August 11, 2009

Is Kandahar Falling?

My friend Erica Gaston -- the pride of St. Tammany Parish, Louisiana -- is a lawyer and human rights researcher based in Kabul who has done some excellent work on civilian casualties. Here, in the Huffington Post, she gives me a nice shout-out before asking the kind of question that keeps me up at night:

Has Kandahar already fallen?

• Taliban intimidation has virtually curtailed any sense of normal life in Kandahar. Open support for the government, much less international forces, is an invitation for a night letter or worse. Government officials, teachers, and aid workers (those left) are regularly killed, assaulted, or otherwise harassed. Many of the pro-government clergy in Kandahar have already been assassinated or forced to go into hiding because of threats in the last few years. Girls cannot go to school without fear of attacks, the most notable being an acid attack on 15 girls going to school.

• After years of extreme security threats, frequent incidents of air strikes and nighttime raids, high government corruption and graft, and a dearth of government protection or services, the majority of the population, if not ideologically pro-Taliban, are against the international military presence and the Afghan government (at least in its current iteration).

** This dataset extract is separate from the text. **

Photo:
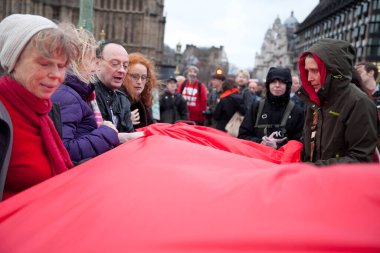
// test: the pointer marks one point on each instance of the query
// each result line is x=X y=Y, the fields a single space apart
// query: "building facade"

• The Afghan government and the international community have virtually ceased to operate in any meaningful capacity in Kandahar due to extreme security threats. Afghan government officials do not move at all, except under tight security and in a limited security corridor. Attacks on Afghan National Police are routine - a friend who had just returned from Kandahar recently showed me a picture of an ANP officer with an ax to the back of the head.

• Most humanitarian workers and journalists have simply pulled out of Kandahar because they cannot operate under the intense security restrictions. Those who remain are prisoners to their compounds. The incidents that have happened when they do leave their compounds are chilling. A brave researcher, Paula Loyd, was doused in cooking oil and set on fire when she ventured out of her compound last year.